Here's what the Public Option actually is: Just like a big insurer, but not-for-profit. What opponents argue is you can't have a level playing field -- it would drive private insurers out of the market. That is a legitimate concern,...if the public option is being subsidized.

Q: Will a Public Option be effectively subsidized because it underpays, like Medicare, so that private insurers paying higher rates to doctors effectively subsidize Medicare?
A: Let's change the way we pay for care -- results instead of procedures. But...yes, if doctors only collect 80 cents on the dollar (from Medicare) then yes, private policies make up the difference. Emergency Room care is paid for by all of us paying taxes and insurance premiums. We are *already* paying for this subsidized care, but don't know it.

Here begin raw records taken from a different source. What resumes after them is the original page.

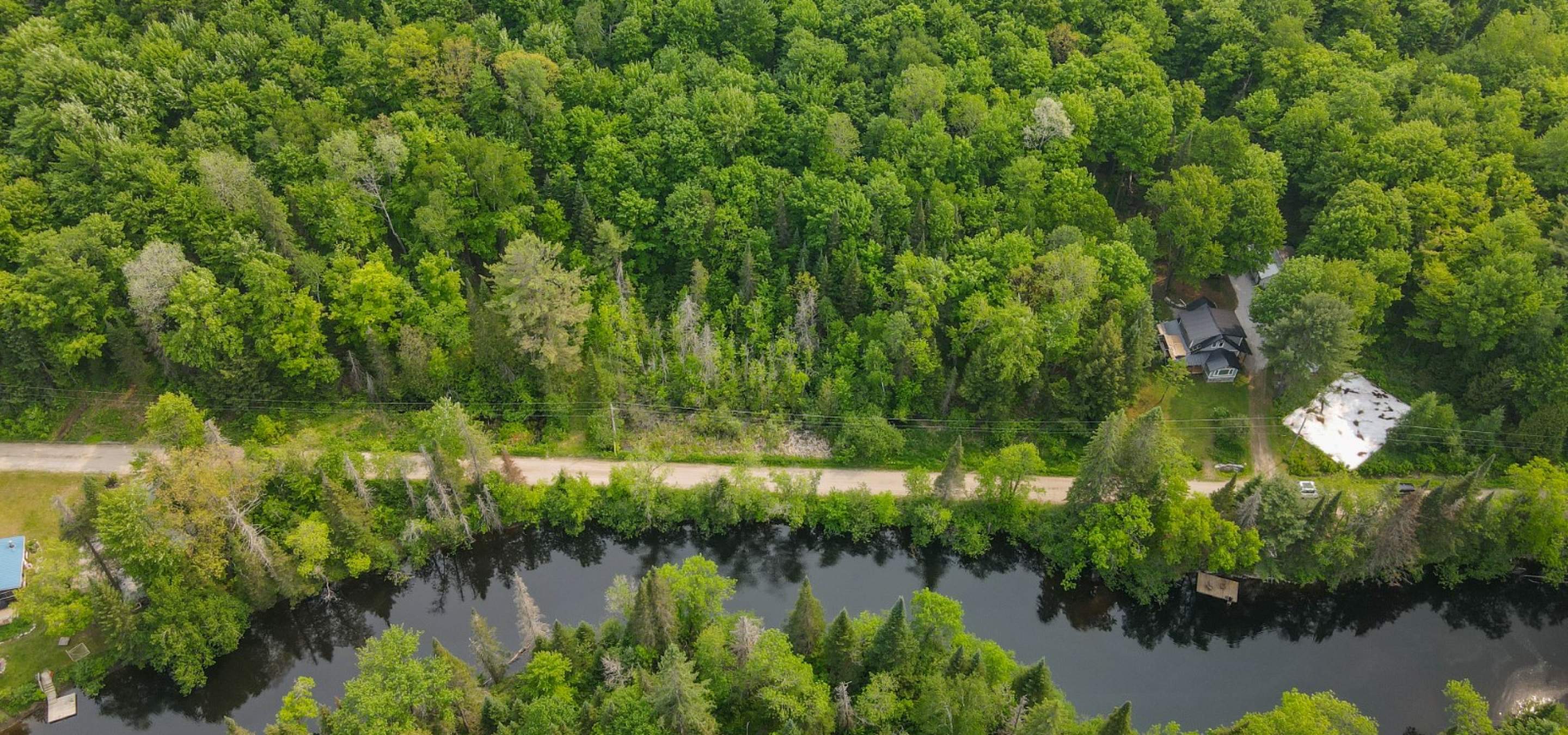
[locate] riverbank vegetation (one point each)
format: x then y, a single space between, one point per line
207 534
670 659
844 217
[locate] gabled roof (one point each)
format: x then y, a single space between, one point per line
1206 327
13 552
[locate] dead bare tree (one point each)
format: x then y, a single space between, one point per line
1394 550
361 488
530 621
744 638
615 673
488 510
1016 718
844 707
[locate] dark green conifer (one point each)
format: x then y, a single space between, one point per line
805 624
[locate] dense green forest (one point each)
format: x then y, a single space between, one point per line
672 660
849 211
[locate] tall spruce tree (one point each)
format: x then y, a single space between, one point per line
653 623
840 657
1120 721
893 645
805 623
1036 684
679 700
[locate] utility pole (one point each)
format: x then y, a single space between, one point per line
615 436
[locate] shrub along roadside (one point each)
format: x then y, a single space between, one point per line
211 535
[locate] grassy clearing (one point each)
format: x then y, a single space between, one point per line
1197 402
29 511
27 497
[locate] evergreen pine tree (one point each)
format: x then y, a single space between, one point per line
891 648
1036 684
678 696
1097 480
653 623
840 654
1120 721
805 624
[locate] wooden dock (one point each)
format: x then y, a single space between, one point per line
59 707
62 707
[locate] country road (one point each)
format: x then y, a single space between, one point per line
115 458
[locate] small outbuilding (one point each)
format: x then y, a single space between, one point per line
13 560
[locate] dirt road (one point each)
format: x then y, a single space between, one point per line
106 458
1258 403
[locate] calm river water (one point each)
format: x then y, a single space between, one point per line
1192 660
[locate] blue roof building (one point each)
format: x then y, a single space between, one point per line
13 557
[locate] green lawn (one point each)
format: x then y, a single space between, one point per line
29 511
1197 403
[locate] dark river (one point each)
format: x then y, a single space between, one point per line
1192 660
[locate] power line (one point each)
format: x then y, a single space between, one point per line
1059 427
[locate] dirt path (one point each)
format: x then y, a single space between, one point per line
1258 405
106 458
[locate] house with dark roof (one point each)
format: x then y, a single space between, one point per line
1208 339
13 560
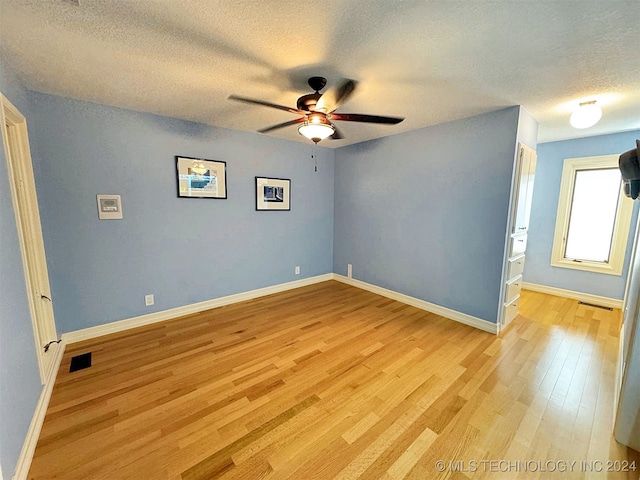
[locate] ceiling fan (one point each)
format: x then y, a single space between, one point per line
318 110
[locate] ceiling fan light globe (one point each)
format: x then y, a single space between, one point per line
316 131
586 115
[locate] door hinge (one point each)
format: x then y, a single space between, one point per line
46 347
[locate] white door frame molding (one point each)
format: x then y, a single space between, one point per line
25 206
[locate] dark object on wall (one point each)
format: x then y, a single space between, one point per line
630 169
80 362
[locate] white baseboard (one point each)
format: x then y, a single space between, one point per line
416 302
31 440
142 320
583 297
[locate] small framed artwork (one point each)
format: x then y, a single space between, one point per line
109 207
273 193
199 178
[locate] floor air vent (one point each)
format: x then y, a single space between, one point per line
594 305
80 362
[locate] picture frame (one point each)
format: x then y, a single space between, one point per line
109 207
273 194
201 178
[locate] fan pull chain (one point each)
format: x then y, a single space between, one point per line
313 156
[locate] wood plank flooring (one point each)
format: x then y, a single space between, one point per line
330 381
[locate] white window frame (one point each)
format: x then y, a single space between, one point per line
620 229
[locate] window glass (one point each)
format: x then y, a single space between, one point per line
593 214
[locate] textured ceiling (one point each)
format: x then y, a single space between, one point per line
429 62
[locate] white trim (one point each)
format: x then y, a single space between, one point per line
421 304
621 225
31 440
15 138
148 319
584 297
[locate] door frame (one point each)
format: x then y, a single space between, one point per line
15 140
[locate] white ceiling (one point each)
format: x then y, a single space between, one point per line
427 61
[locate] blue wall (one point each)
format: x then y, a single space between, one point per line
544 208
20 385
424 213
182 250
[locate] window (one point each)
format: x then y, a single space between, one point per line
594 216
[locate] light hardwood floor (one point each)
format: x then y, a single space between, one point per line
330 381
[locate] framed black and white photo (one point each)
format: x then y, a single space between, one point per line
199 178
273 193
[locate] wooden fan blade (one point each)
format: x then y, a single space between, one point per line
266 104
336 96
282 125
357 117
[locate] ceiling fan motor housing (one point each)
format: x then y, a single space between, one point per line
308 102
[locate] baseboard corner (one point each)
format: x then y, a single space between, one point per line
35 427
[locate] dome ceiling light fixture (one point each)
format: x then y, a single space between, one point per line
316 127
586 115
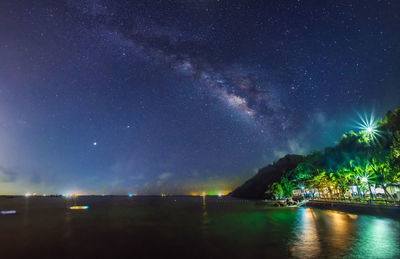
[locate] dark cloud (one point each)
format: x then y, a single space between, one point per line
7 175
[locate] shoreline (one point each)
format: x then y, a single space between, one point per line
389 211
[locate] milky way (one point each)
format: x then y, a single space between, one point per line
183 96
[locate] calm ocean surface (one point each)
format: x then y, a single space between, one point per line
188 227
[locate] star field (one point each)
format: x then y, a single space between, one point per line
181 96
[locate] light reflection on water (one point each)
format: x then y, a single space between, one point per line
328 233
191 227
307 241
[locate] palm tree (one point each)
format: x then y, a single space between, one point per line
384 174
363 174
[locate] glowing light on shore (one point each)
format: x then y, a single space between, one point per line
7 212
369 126
79 207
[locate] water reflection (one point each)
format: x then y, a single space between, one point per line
340 227
377 238
307 241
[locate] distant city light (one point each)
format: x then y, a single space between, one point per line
79 207
6 212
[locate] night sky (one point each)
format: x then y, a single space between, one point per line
184 96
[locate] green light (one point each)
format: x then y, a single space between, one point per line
368 125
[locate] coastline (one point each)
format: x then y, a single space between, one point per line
389 211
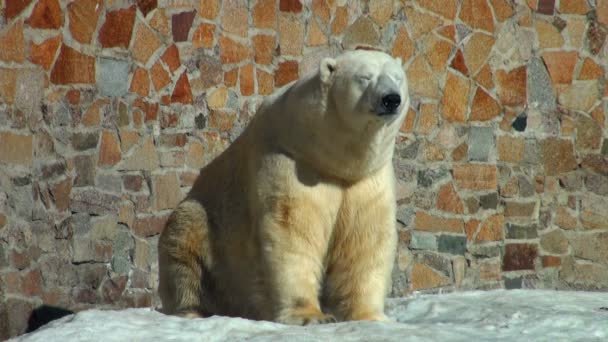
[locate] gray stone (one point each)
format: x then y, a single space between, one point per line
85 141
540 90
362 32
452 244
405 214
428 177
109 182
121 264
85 170
597 184
489 201
423 241
526 189
112 77
591 247
485 251
410 151
554 242
515 231
531 152
29 90
481 142
93 202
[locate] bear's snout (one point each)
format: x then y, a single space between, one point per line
390 103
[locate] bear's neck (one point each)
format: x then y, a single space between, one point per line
312 134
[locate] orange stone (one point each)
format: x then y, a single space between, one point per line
484 106
160 23
432 223
12 44
118 28
403 47
459 64
44 53
264 47
234 17
477 14
590 70
265 82
322 11
340 20
438 53
602 12
182 92
428 118
560 65
455 98
73 67
247 80
421 23
209 8
264 14
510 149
171 58
491 229
231 77
421 79
47 14
446 8
291 35
160 77
574 7
448 200
231 51
476 177
145 44
512 86
84 15
203 36
13 8
477 49
286 72
109 150
316 37
503 9
140 84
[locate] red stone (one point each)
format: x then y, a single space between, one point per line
519 256
287 72
44 53
84 15
14 7
146 6
294 6
171 58
73 67
181 24
47 14
118 28
182 92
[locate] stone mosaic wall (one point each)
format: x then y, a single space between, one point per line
109 108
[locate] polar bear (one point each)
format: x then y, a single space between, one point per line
295 221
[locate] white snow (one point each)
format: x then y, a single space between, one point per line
498 315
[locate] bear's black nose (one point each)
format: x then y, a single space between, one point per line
391 102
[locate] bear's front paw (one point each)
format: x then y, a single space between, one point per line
306 318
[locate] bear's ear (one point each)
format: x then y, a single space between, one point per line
327 68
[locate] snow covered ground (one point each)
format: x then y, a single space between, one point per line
499 315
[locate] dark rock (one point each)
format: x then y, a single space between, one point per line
452 244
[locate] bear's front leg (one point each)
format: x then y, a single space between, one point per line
362 254
294 238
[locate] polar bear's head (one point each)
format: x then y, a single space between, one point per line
365 86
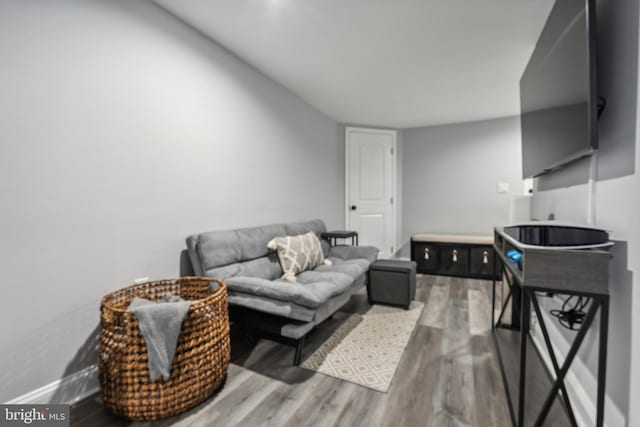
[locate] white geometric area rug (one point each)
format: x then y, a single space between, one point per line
366 349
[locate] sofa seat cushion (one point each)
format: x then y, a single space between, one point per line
352 268
286 309
354 252
310 294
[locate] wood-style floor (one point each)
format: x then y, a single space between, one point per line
448 375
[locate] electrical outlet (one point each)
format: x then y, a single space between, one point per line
503 187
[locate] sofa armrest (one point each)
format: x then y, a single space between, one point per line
352 252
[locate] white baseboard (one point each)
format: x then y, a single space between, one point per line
582 401
68 390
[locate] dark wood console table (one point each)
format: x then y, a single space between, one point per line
454 255
578 272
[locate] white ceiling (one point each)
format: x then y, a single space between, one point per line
394 63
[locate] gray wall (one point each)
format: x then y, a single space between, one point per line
450 175
121 132
617 206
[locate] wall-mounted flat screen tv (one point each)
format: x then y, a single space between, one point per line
558 96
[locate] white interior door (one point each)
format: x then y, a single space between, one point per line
370 177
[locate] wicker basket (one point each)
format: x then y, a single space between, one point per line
200 362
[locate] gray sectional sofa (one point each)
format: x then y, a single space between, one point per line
252 274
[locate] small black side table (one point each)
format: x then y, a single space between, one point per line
331 236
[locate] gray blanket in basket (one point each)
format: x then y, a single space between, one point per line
160 324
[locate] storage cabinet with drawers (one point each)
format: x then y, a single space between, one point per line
454 255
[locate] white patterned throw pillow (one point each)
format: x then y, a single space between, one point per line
298 254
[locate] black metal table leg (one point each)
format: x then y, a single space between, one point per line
554 360
493 295
567 363
524 331
298 354
602 358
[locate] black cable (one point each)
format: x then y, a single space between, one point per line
571 315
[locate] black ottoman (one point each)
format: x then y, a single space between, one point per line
392 282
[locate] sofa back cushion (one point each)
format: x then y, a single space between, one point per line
243 252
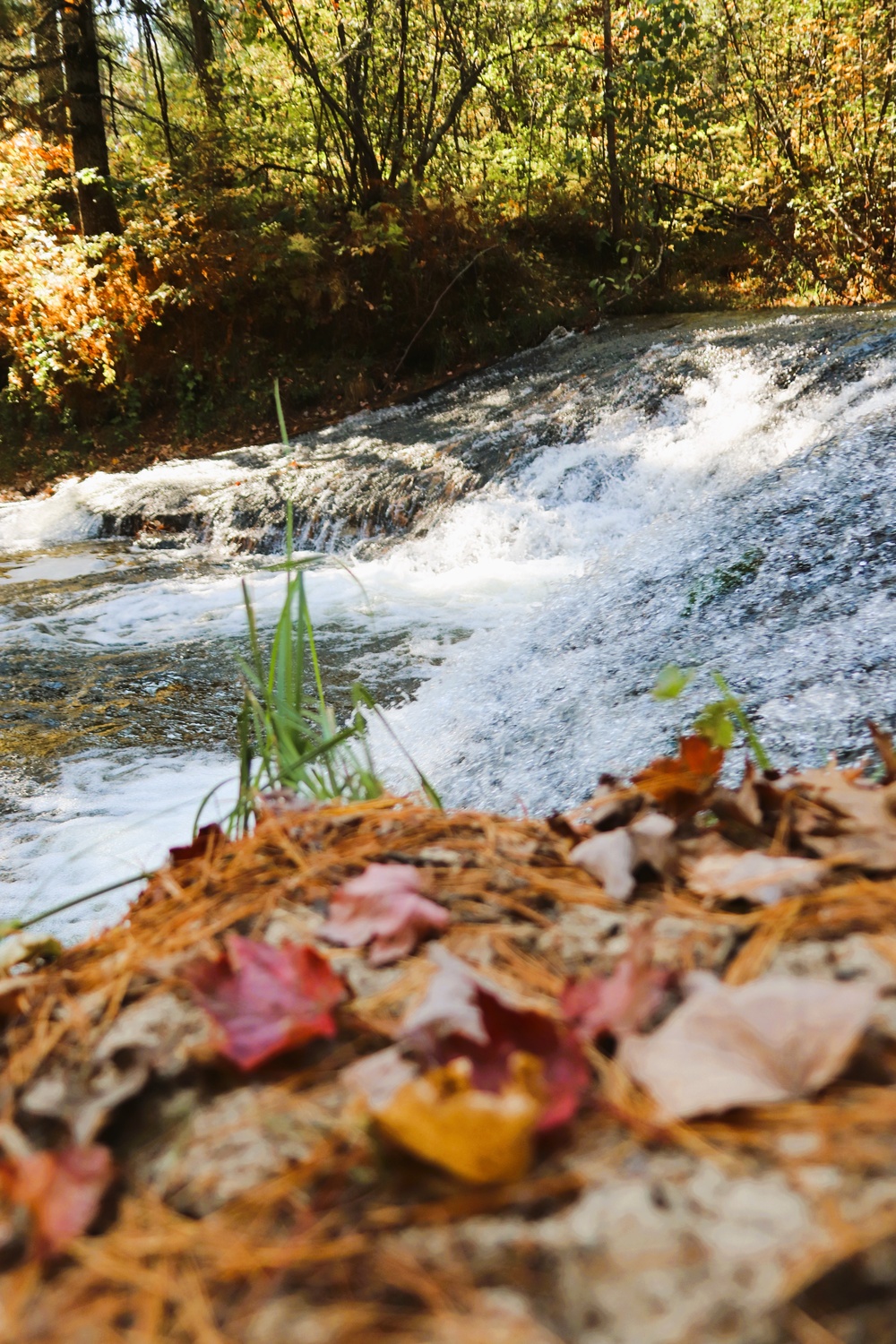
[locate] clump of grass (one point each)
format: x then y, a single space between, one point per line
290 739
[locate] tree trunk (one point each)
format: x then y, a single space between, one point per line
51 85
204 56
610 125
89 148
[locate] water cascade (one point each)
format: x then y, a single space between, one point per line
528 547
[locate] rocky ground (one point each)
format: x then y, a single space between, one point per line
384 1073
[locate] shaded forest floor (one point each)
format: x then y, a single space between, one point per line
209 376
525 1131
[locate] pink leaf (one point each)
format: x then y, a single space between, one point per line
266 1000
383 908
62 1191
621 1003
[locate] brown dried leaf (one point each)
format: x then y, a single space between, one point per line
769 1040
680 784
756 876
158 1034
848 819
613 857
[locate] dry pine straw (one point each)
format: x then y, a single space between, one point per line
156 1274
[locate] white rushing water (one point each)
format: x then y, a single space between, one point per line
713 492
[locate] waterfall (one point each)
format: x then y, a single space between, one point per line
527 548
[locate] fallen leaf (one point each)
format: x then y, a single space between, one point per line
680 784
383 908
739 806
61 1190
884 744
466 1016
608 857
201 847
19 948
449 1005
756 876
378 1077
614 857
771 1039
479 1136
847 819
266 1000
621 1003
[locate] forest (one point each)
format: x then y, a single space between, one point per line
362 198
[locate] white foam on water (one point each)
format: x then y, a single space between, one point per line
104 820
573 575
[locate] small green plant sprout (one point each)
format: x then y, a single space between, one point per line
735 712
281 418
718 720
672 682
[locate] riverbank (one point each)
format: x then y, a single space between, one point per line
347 319
228 1168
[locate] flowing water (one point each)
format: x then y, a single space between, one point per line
528 547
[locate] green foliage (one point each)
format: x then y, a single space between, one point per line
290 739
308 195
718 720
672 682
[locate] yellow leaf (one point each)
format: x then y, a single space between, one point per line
478 1136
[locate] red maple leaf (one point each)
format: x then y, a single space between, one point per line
62 1193
462 1016
511 1030
266 1000
383 908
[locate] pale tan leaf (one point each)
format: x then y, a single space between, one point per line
769 1040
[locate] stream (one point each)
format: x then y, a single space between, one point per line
508 564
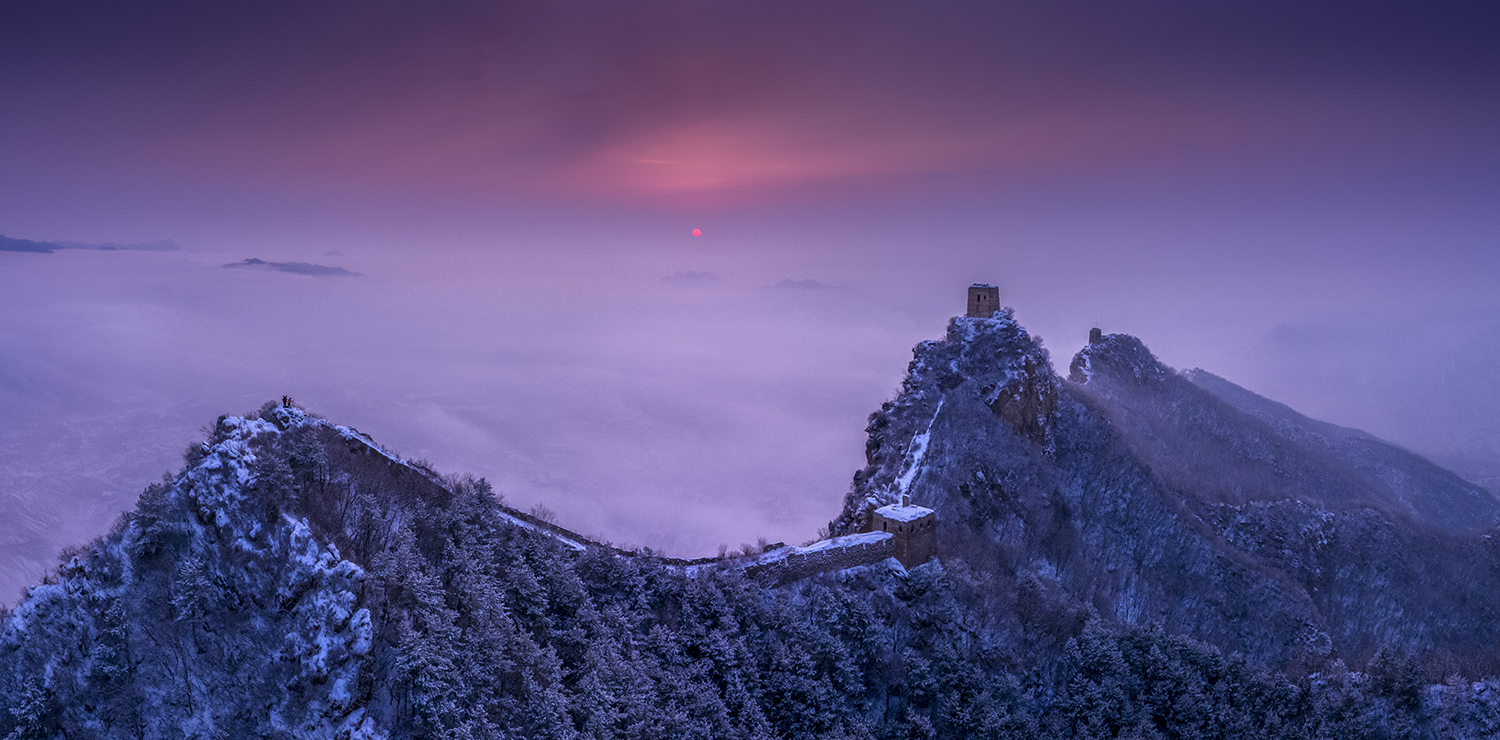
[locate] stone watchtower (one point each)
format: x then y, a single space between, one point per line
914 530
983 300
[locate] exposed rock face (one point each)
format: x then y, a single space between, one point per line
1145 496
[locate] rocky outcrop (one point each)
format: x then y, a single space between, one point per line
1133 493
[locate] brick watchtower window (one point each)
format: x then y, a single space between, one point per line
983 300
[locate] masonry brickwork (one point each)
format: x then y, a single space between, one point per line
837 554
984 300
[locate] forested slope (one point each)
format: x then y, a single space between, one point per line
296 580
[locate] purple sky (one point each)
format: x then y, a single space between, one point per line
1304 200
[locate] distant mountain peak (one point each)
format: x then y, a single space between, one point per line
1121 357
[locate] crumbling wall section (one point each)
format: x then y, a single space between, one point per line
789 565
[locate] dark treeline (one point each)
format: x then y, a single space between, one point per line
293 583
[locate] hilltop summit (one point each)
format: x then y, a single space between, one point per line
1148 496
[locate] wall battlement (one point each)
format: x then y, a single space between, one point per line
788 565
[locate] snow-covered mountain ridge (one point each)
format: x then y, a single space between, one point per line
1149 496
1131 553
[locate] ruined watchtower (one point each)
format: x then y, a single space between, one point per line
914 530
983 300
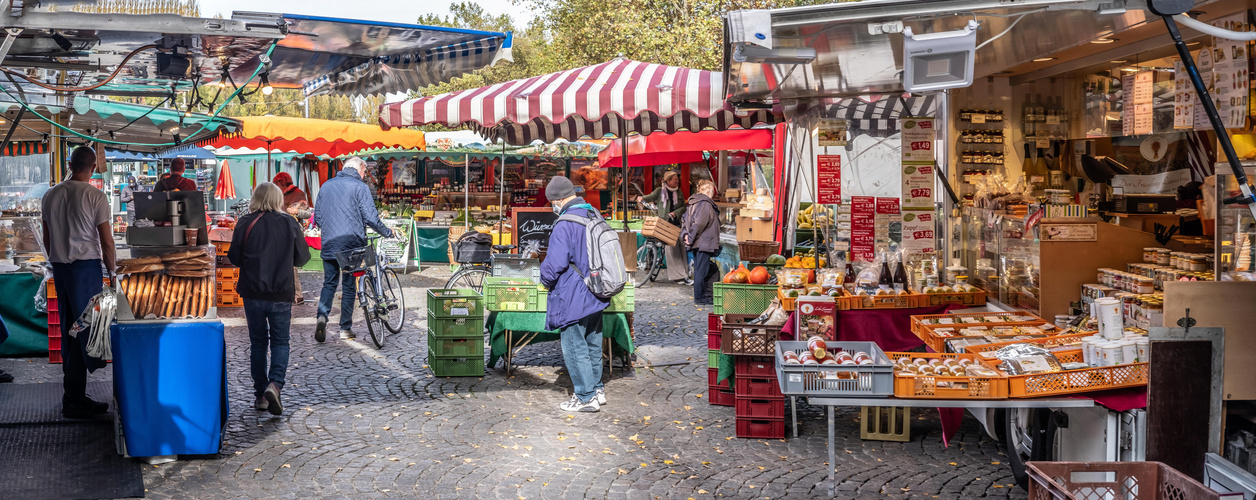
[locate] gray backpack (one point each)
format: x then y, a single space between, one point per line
607 274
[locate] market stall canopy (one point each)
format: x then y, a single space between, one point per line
832 52
682 147
319 137
143 127
611 98
187 153
352 57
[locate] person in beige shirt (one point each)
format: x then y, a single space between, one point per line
79 244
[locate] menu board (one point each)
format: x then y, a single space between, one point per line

[Obama seems to be implying that since Medicare pays for a lot of waste (ineffective, redundant hospital procedures) in addition to effective care, and that this difference, the waste, is the source of the answer to how Medicare *is not* subsidized. That is, the total payments from medicare include the extra payments for useless care that does nothing, and thus balances against the underpayment vs. private insurers. I think that's what he meant.]

Obama asks for skeptical questions.

Q: Insurance agent (broker) in individual market asks why the switch to "insurance reform" and vilifying insurers?

A: I believe private insurers do have a place in the health care system. I want to see practices that are very tough on people, that those practices change. Some of these changes are very hard to achieve unless everyone is covered (mandated). This stops cherry picking. Insurers are willing to accept this because the added new customers will help balance the costs of more complete insurance (better practices). The only way to change practices that hurt people is if everyone is covered.